The whole of life experience
is the process of setting and achieving goals.
You can’t even get out of bed in the morning
without setting a goal to get out.

Therefore, true leaders set specific and measurable goals and intentions. While this may seem common sense, experience proves that it’s just not commonly practiced.

More importantly Leaders hold their intention regardless of current physical appearances

The true test of Leadership and Character
is not continuance when you see a light at the end of the tunnel. 
The true test is continuing when you don’t see the light.

Yet, True Leaders are not just simply setting any goal and intention, rather a goal and intention they have the definite ability to achieve.

Big difference.

Not an easy intention by any means, but research on The Focused Flow State proves that you must have the basic foundation upon which to build. This is a vital principle that I’ve previously discussed elsewhere.
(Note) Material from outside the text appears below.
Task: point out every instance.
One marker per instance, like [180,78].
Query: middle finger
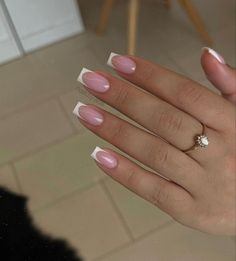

Once you’ve clearly chosen your objective, you move to step number two. Complete immersion in the task at hand.

We live in a culture of deep distraction.
Focus is replaced by folly.

For most, focus is so lacking that they can’t keep their mind on a single point for a minute much less an hour.

Current research tells us the average individual spends 2.15 hours per day in distraction.

Is it any wonder that most never come close to their own Leadership ability and Ultimate Performance? 

You can be a light bulb or a laser beam.
A light bulb, lacking focus, lights up a large area.
But the focus of a laser cuts through steel.

Furthermore, the average individual picks up his phone 5 times per hour—five!

I’m sure you can see how very quickly the 49% of your life you have left, after sleeping for 33%; and spending 18% showering, shaving, deciding what to wear, and what to eat, is burned up extremely fast.

Now add the 4 hours per day that the average individual watches television; and you’re basically done. 

Is it any wonder that most leave this lifetime with the music still in them?

Most lead lives of quiet desperation 
and go to the grave with the song still in them.
~ Henry David Thoreau

Focus is a by-product of the will. Willpower, like a muscle, can and must be exercised and developed.

To develop your willpower, you must first make a solid commitment to remove distractions from your work environment. 

This may mean shutting down programs, turning off your phone, and closing your door and having regular office hours. This last one is particularly imperative when you work from home.

Next, research shows we can only maintain super focus for a maximum of 90 minutes at one time. (reference Life Unleashed Blueprint) 

As a result, you must discipline your schedule to ninety-minute sprints, after which time you’ll get up, stretch, get some water, go for a brief walk, grab a workout, or some other form of productivity. 

This is not a license to dive into video games and cat videos on Facebook after a ninety-minute sprint. 

Please.

Most people’s minds are about as disciplined and trained as a small puppy.
It’s cute in a child but very unattractive and counter-productive in an adult.

On more than one occasion various team members throughout my career have shared their amazement at the sheer quantity of work I’m able to accomplish in a short amount of time.

This is not because I have any Superpower that you don’t have. We all have more Superpower then we’ll ever know.

It’s only because for years I’ve developed a laser focused will through continuous practice. 

When I commit to something I get it done.

The true definition of willpower is the ability
to give yourself a command and then follow it.

 

Choose an intention that you have the ability to achieve, make it a stretch, and then immerse yourself fully and completely in its accomplishment.

There’s more—there’s always more.

Be a Leader. Live Your Purpose; and Take Your Power Back!